Leticia Torres

Personal information
- Full name: Leticia Francisca Torres Mandiola
- Date of birth: 30 May 1994 (age 32)
- Place of birth: Chile
- Height: 1.69 m (5 ft 7 in)
- Position: Defender

Youth career
- Santa Rosa
- Universidad Católica

College career
- Years: Team / Apps / (Gls)
- 2012–2015: San Francisco Dons

Senior career*
- Years: Team / Apps / (Gls)
- 2008–2011: Universidad Católica
- 2018: Boldklubben af 1893

International career
- 2008–2010: Chile U17 / 10 / (0)
- 2010–2014: Chile U20 / 14 / (0)
- 2011–2014: Chile / 11 / (0)

Medal record
Women's football
Representing Chile
South American Games
| Silver medal – second place | 2014 Santiago | Team |

= Leticia Torres (footballer) =

Chilean footballer (born 1994)

Leticia Francisca Torres Mandiola (born 30 May 1994) is a Chilean former footballer who played as a defender.

==Club career==
As a youth player, Torres and her sister were with club Santa Rosa from Las Condes, Chile, before joining Universidad Católica in 2008. In 2012, she moved to the United States and played for San Francisco Dons.

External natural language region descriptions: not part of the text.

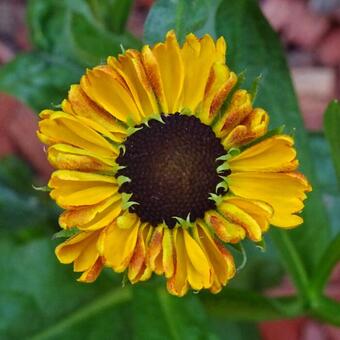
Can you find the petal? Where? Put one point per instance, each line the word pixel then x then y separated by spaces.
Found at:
pixel 198 266
pixel 224 229
pixel 106 88
pixel 220 259
pixel 238 109
pixel 131 69
pixel 168 253
pixel 155 250
pixel 284 192
pixel 117 245
pixel 198 57
pixel 171 70
pixel 93 272
pixel 67 157
pixel 274 154
pixel 238 216
pixel 75 188
pixel 81 105
pixel 178 284
pixel 82 216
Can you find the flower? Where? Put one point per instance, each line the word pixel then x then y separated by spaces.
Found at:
pixel 160 160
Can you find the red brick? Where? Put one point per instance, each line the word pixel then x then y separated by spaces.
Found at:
pixel 297 23
pixel 329 49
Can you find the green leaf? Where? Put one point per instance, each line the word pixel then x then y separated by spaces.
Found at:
pixel 113 13
pixel 40 298
pixel 158 315
pixel 39 79
pixel 253 46
pixel 332 133
pixel 181 15
pixel 235 304
pixel 21 208
pixel 327 263
pixel 71 29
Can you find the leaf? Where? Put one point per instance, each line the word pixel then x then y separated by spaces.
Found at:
pixel 332 133
pixel 181 15
pixel 39 79
pixel 329 260
pixel 113 13
pixel 40 298
pixel 159 315
pixel 253 46
pixel 21 208
pixel 70 29
pixel 236 304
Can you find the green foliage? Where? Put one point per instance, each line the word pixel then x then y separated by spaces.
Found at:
pixel 332 131
pixel 40 298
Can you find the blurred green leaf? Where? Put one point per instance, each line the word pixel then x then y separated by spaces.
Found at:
pixel 21 208
pixel 327 178
pixel 327 263
pixel 113 13
pixel 70 29
pixel 332 133
pixel 253 46
pixel 159 315
pixel 236 304
pixel 40 298
pixel 181 15
pixel 39 79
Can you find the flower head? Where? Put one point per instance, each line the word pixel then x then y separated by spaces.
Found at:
pixel 161 161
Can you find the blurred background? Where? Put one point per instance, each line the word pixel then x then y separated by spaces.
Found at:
pixel 310 33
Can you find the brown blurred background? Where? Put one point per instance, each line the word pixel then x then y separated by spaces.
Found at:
pixel 310 33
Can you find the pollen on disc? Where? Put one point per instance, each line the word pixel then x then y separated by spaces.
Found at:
pixel 172 166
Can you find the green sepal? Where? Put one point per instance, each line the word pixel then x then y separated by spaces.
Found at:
pixel 261 245
pixel 185 223
pixel 277 131
pixel 223 185
pixel 123 148
pixel 223 157
pixel 221 168
pixel 218 199
pixel 44 188
pixel 123 179
pixel 255 87
pixel 126 204
pixel 239 247
pixel 131 130
pixel 66 233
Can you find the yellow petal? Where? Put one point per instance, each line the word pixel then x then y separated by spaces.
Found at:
pixel 198 266
pixel 198 57
pixel 117 245
pixel 178 284
pixel 168 253
pixel 238 109
pixel 80 104
pixel 224 229
pixel 153 73
pixel 67 157
pixel 93 272
pixel 155 250
pixel 241 218
pixel 131 69
pixel 284 192
pixel 106 88
pixel 274 154
pixel 171 69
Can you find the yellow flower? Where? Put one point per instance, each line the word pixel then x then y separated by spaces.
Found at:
pixel 161 159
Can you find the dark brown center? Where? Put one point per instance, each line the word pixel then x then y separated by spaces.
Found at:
pixel 172 166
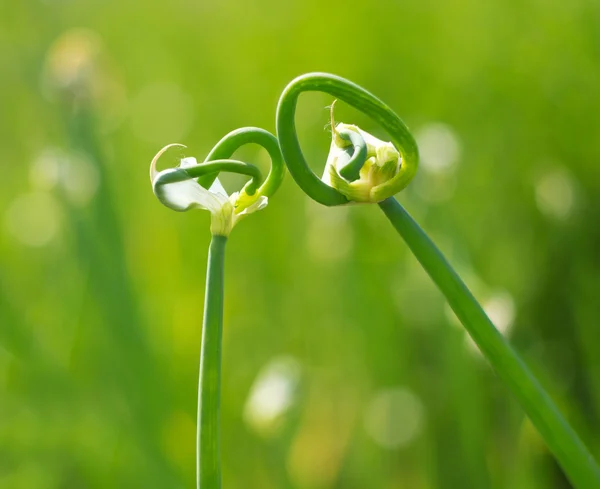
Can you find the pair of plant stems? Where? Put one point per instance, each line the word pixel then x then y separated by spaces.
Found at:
pixel 575 459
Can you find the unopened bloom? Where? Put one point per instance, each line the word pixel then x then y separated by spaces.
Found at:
pixel 176 189
pixel 382 163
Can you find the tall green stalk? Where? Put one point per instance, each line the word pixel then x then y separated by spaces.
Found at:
pixel 208 440
pixel 195 186
pixel 558 434
pixel 571 453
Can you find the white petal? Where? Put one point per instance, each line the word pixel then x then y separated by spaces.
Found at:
pixel 189 194
pixel 187 162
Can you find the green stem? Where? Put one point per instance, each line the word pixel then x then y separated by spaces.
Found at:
pixel 208 445
pixel 573 456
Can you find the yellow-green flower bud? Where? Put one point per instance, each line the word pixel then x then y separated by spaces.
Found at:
pixel 176 190
pixel 382 163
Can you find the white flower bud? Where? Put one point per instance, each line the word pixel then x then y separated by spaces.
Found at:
pixel 176 190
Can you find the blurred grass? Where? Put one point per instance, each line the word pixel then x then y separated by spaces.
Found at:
pixel 101 288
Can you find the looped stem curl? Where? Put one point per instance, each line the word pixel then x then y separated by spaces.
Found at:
pixel 360 99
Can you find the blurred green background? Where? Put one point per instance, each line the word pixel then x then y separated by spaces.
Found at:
pixel 342 367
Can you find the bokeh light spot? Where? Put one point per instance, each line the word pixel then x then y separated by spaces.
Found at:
pixel 33 219
pixel 394 417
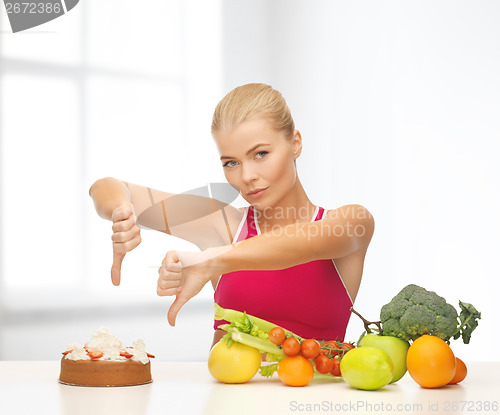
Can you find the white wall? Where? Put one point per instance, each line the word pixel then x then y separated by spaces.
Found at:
pixel 397 102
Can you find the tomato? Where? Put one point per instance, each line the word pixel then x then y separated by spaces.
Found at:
pixel 366 368
pixel 291 346
pixel 309 348
pixel 276 335
pixel 460 372
pixel 333 348
pixel 430 361
pixel 237 363
pixel 336 367
pixel 295 371
pixel 323 364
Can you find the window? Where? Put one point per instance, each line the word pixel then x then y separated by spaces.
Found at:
pixel 102 91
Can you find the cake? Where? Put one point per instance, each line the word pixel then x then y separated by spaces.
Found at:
pixel 105 361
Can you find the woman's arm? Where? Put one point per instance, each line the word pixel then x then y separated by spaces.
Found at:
pixel 344 231
pixel 109 194
pixel 200 220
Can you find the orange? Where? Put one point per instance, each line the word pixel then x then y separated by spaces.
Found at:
pixel 460 372
pixel 430 362
pixel 295 370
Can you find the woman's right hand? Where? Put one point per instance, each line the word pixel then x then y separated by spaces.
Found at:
pixel 126 236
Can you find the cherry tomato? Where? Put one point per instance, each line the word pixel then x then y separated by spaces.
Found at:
pixel 333 348
pixel 336 368
pixel 323 364
pixel 309 348
pixel 276 335
pixel 291 346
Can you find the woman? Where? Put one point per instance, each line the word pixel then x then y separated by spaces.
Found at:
pixel 282 258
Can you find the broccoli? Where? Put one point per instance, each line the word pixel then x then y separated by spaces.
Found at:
pixel 414 311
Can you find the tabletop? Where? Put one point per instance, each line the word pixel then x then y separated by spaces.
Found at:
pixel 30 387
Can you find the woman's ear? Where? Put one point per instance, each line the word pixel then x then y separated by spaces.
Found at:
pixel 296 144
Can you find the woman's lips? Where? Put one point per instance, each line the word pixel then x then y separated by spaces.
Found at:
pixel 257 194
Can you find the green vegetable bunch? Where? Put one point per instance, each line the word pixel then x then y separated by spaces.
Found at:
pixel 414 311
pixel 250 330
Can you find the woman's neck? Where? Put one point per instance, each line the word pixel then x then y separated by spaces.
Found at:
pixel 293 208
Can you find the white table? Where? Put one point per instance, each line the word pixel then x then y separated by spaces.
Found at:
pixel 188 388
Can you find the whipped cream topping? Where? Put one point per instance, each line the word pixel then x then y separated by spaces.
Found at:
pixel 104 341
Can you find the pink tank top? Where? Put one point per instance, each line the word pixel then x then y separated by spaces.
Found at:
pixel 308 299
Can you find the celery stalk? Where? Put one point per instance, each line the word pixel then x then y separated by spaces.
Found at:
pixel 234 315
pixel 264 346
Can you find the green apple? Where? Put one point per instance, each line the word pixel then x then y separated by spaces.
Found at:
pixel 394 347
pixel 367 368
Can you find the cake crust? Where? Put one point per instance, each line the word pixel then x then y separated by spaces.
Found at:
pixel 104 372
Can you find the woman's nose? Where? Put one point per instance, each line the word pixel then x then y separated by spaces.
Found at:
pixel 248 173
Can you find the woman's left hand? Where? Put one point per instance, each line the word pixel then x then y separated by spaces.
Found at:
pixel 184 274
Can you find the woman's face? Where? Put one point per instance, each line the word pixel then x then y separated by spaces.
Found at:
pixel 255 156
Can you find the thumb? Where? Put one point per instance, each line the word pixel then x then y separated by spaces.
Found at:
pixel 174 309
pixel 116 268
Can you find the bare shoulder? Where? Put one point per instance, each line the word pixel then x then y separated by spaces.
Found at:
pixel 361 223
pixel 228 222
pixel 352 211
pixel 357 218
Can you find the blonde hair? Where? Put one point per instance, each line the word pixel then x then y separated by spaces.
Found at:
pixel 253 100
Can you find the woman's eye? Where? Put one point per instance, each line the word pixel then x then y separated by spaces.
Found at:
pixel 227 164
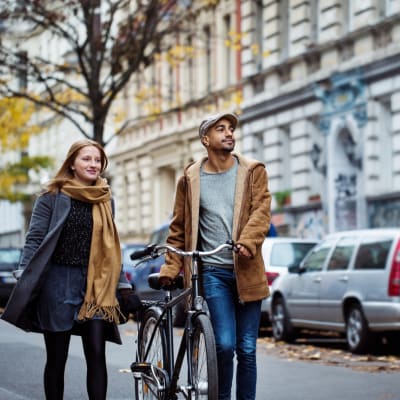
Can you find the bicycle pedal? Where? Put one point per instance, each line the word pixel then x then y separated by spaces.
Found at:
pixel 141 367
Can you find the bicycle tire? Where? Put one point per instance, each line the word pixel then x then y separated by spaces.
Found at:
pixel 145 389
pixel 204 360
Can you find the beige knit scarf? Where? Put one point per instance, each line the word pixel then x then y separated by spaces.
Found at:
pixel 105 253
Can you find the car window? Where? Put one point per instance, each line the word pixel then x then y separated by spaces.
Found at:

She spent two years not playing football due to an ankle injury before joining Danish club Boldklubben af 1893 in 2018.

==International career==
She was captain of the U17 team, who was the first team to qualify to a World Cup in 2010. She was captain on the U20 teams in 2012 and 2014 and was part of the full team that participated in the Copa America in 2014.

==Personal life==
Her grandfather, Jaime Mandiola, was a top goalscorer at the Universidad Católica youth ranks.